Penne with Sausage and Peas
12 ounces whole wheat penne pasta
2 T olive oil
12 ounces fully cooked roasted garlic chicken sausage, sliced on the diagonal
2 cloves garlic, chopped
1 pound tomatoes, seeded and chopped
1/4 teaspoon salt
1/2 cup chicken broth
1 cup frozen peas
2 T freshly grated Parmesan cheese

Cook pasta according to package directions, except add the frozen peas during the last 2 or 3 minutes of cooking. Drain.

Heat 1 T of the oil in a large skillet over medium heat.
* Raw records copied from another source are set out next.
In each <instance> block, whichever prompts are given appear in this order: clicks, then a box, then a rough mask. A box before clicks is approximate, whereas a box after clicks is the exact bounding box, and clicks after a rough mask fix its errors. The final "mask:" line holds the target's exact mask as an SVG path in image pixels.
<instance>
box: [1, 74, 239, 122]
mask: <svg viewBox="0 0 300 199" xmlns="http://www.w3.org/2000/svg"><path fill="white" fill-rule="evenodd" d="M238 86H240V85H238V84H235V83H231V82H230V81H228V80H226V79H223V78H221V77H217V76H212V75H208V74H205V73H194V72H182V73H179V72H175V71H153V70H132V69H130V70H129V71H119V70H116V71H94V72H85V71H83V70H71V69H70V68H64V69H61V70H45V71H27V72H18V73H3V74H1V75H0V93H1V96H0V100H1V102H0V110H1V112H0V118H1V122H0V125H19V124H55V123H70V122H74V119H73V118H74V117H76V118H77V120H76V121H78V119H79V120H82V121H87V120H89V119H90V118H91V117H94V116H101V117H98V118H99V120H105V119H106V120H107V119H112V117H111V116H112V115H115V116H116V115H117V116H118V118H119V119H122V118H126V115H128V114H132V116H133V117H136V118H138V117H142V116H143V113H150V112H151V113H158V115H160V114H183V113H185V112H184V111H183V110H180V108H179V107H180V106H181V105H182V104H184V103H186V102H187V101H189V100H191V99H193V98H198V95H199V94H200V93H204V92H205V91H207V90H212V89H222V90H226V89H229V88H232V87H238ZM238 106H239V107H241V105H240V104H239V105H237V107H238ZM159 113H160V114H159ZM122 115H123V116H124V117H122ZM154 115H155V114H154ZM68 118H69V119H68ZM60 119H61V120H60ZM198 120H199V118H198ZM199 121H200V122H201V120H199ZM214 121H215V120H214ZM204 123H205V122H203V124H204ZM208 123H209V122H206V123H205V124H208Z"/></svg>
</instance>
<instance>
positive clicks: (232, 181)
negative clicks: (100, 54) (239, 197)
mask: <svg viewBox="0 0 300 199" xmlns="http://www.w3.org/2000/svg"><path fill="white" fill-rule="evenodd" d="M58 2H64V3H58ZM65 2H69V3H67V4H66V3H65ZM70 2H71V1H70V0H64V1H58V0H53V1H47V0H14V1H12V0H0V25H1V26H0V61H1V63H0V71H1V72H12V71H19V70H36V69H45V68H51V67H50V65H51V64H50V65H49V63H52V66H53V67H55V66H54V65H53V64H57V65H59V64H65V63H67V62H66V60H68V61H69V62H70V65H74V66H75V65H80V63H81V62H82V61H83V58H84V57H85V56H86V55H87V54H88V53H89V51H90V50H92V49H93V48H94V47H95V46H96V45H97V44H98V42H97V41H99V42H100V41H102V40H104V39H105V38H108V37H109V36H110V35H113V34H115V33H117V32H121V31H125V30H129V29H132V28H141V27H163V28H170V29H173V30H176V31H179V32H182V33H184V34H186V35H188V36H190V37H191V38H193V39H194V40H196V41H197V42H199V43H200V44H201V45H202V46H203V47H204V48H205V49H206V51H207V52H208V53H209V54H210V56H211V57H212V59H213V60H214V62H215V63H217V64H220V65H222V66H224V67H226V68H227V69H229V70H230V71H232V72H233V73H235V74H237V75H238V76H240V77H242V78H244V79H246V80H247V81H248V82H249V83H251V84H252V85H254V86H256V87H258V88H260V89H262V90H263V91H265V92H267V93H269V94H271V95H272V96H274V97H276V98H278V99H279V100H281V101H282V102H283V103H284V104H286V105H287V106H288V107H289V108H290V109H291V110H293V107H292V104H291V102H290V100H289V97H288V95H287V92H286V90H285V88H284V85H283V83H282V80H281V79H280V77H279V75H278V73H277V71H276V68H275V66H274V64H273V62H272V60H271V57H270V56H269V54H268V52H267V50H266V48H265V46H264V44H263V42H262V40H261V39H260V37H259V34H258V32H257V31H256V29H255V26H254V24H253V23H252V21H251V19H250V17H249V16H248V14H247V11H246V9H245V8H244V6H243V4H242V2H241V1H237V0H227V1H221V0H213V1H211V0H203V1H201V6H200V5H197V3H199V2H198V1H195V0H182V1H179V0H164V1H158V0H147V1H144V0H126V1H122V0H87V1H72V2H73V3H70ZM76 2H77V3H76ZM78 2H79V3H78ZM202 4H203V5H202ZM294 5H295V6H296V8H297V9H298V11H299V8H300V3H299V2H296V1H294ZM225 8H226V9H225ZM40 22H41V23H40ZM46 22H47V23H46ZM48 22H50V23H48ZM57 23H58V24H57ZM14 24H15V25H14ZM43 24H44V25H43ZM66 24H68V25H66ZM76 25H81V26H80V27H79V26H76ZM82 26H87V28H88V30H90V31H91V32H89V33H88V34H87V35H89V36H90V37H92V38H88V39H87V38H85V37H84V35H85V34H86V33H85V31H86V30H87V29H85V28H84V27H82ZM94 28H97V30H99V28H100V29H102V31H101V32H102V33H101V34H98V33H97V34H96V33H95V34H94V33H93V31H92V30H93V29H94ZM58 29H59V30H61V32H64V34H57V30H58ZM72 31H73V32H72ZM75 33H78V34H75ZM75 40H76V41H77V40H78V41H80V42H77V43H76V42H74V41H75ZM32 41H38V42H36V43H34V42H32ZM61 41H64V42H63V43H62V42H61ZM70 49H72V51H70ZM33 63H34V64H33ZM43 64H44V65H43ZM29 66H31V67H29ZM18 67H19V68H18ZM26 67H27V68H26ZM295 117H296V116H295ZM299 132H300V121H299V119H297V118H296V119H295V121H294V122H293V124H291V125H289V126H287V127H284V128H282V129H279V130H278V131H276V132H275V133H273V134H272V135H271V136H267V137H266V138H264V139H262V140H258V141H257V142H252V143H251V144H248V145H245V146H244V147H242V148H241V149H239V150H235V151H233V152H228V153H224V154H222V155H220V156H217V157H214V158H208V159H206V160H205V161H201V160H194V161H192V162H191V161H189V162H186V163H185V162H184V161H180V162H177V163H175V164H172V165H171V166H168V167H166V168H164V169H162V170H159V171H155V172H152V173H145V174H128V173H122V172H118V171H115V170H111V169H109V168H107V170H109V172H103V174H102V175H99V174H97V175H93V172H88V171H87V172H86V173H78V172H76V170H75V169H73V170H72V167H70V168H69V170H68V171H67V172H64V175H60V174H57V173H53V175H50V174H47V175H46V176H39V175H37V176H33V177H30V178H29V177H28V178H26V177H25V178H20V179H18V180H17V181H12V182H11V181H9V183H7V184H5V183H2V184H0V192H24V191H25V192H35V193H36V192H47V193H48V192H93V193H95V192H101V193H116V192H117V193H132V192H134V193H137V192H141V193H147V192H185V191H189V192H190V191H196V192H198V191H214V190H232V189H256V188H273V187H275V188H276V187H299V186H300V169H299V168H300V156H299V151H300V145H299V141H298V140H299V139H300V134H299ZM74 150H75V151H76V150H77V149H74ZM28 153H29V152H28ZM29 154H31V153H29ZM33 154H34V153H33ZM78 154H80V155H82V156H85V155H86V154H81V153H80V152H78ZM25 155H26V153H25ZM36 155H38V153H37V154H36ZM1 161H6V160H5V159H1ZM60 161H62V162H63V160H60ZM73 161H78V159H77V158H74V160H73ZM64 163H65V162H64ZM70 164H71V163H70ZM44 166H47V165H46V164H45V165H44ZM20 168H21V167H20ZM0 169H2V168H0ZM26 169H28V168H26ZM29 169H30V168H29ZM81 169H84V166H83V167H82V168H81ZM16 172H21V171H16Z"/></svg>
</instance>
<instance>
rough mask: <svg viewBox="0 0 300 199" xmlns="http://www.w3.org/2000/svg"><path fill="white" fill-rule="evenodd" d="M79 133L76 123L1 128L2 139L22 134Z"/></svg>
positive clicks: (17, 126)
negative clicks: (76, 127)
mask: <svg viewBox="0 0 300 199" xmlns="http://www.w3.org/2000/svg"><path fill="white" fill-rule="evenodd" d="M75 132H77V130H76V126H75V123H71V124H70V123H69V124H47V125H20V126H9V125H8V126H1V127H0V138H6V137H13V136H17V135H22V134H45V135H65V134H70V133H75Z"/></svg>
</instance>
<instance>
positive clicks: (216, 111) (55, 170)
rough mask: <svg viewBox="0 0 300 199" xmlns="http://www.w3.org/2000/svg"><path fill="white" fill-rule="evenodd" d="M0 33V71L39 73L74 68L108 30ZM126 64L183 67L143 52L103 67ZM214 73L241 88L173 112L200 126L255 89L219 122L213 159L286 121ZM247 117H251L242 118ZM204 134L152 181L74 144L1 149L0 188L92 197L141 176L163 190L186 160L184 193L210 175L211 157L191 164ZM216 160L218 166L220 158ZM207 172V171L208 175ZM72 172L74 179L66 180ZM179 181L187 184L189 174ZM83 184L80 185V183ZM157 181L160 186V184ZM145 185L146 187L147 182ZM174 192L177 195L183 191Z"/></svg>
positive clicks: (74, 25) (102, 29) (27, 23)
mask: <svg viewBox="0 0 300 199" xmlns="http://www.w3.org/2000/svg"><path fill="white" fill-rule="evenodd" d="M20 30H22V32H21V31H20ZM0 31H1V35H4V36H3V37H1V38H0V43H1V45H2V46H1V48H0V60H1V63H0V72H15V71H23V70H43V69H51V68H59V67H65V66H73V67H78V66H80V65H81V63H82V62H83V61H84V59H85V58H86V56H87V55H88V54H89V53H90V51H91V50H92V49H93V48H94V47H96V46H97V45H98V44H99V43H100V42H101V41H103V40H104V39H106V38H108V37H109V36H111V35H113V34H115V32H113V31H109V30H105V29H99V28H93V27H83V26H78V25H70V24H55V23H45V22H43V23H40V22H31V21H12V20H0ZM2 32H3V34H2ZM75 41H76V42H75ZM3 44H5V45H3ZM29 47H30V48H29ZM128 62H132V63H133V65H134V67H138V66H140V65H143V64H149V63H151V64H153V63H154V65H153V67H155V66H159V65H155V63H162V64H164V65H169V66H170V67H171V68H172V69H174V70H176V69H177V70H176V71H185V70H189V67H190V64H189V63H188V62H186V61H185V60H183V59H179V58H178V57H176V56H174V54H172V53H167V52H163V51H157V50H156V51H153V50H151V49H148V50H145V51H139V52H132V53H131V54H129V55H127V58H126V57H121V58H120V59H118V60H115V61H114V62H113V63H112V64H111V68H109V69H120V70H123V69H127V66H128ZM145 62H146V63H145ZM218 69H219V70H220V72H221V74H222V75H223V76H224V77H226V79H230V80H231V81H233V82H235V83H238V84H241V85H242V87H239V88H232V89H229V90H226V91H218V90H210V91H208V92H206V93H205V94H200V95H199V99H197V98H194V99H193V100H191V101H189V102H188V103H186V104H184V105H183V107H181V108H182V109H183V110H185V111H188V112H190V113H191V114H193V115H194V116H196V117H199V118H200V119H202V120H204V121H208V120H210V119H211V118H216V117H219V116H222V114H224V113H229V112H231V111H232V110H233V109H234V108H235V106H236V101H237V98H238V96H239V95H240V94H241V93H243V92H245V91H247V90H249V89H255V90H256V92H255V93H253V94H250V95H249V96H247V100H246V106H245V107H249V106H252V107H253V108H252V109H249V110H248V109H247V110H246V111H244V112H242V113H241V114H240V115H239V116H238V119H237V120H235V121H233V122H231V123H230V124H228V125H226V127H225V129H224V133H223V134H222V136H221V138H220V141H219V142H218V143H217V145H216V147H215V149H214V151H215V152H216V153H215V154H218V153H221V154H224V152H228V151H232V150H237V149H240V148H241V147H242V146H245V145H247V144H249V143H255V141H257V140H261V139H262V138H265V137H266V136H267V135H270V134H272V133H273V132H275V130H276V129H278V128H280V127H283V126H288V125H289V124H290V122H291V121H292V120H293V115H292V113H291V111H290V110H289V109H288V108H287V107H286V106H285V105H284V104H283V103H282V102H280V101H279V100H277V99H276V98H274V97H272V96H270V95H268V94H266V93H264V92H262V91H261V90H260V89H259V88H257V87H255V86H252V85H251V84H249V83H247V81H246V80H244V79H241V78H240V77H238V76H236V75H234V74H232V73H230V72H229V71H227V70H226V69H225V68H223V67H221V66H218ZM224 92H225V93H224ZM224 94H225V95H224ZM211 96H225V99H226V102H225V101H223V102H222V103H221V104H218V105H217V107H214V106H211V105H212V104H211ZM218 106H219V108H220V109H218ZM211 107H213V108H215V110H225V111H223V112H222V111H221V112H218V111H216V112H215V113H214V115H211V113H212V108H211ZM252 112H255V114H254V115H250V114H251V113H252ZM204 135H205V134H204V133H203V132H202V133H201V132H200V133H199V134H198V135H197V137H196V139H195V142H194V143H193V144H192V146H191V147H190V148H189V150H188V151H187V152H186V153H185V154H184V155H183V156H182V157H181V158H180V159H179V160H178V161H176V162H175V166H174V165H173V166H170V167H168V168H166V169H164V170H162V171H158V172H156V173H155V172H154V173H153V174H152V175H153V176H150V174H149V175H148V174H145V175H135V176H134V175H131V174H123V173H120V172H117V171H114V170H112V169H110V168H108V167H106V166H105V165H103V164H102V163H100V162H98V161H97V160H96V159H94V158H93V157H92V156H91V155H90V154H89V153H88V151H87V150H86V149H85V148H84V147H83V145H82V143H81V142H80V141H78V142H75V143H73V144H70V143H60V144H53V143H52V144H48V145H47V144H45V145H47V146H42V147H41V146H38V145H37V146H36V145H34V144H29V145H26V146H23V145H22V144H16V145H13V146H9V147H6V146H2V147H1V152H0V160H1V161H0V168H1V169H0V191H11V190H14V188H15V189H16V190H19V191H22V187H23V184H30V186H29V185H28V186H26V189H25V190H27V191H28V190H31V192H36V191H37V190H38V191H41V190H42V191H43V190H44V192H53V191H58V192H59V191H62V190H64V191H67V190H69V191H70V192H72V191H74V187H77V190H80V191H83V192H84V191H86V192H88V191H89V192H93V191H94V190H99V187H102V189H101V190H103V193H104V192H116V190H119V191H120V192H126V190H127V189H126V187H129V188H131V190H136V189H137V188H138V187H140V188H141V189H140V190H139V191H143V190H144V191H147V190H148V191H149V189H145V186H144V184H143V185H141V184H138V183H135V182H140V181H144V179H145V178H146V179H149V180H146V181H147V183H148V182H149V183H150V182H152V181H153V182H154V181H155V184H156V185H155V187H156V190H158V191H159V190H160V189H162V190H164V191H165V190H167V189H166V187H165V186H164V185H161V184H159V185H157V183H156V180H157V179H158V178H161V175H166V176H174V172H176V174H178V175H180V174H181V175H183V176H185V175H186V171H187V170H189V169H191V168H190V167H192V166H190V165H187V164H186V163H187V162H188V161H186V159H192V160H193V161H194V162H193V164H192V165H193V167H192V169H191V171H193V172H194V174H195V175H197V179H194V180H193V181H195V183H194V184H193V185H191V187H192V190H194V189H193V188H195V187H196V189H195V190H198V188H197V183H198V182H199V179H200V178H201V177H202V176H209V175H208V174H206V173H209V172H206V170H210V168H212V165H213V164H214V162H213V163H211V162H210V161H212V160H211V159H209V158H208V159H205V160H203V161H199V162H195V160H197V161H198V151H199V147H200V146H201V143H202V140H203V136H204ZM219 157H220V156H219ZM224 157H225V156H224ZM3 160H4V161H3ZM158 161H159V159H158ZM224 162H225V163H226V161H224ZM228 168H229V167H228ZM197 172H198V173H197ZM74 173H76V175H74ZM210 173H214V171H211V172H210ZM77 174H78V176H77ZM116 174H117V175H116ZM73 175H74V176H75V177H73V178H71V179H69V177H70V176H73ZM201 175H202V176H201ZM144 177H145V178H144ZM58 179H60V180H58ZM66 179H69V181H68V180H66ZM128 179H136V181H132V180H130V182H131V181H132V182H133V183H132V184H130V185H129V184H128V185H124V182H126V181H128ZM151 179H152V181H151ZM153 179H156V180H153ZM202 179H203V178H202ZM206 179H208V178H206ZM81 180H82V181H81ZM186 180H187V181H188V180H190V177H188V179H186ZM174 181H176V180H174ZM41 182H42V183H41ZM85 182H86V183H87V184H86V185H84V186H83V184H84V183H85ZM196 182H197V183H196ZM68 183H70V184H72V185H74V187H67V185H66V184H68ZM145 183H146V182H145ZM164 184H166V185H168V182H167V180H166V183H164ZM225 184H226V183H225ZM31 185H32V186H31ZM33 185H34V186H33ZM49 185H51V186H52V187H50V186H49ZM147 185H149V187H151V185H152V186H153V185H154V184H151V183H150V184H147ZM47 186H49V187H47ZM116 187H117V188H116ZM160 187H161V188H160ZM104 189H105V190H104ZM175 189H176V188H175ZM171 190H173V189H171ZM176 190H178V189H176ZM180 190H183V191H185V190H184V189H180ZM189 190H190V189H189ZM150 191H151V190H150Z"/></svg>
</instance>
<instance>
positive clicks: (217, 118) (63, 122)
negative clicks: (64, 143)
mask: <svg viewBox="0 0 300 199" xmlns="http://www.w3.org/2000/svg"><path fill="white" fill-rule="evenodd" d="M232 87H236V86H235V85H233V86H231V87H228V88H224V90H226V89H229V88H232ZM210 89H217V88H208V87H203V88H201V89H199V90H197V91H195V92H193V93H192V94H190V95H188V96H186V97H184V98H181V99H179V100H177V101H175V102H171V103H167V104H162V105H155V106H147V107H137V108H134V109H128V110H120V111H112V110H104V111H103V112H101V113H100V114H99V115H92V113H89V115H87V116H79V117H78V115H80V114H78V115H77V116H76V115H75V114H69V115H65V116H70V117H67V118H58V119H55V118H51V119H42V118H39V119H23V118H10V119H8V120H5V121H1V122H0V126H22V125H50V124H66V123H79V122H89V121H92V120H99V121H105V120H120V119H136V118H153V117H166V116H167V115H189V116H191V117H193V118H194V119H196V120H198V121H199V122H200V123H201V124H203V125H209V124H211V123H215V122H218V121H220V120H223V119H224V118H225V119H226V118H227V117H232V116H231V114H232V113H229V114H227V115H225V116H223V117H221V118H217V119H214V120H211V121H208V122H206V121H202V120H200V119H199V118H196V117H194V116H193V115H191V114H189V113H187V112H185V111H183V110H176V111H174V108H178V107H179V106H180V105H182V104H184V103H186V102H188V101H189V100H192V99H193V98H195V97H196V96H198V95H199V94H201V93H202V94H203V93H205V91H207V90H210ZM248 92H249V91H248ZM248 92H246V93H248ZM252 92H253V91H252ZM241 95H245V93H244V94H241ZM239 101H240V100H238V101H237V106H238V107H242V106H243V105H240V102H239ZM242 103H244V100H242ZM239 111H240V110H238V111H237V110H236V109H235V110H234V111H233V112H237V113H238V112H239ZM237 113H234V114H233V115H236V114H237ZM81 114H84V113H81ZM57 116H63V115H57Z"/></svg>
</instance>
Add the sausage and cook 3 minutes, turning a few times, until browned. Remove to plate.


Heat remaining 1 T oil in the same skillet. Add the garlic and cook 30 seconds. Stir in tomatoes and salt and cook 2 minutes. (I used a pint of my home-bottled tomatoes and reduced the chicken broth by half. I also put in a couple of teaspoons of Italian herb blend.) Stir in chicken broth, sausage, and noodles/peas and heat through. Top with parmesan.

Know what else would be delicious? If you put a little splash of heavy cream in this at the end. Oh, and quintupled the cheese.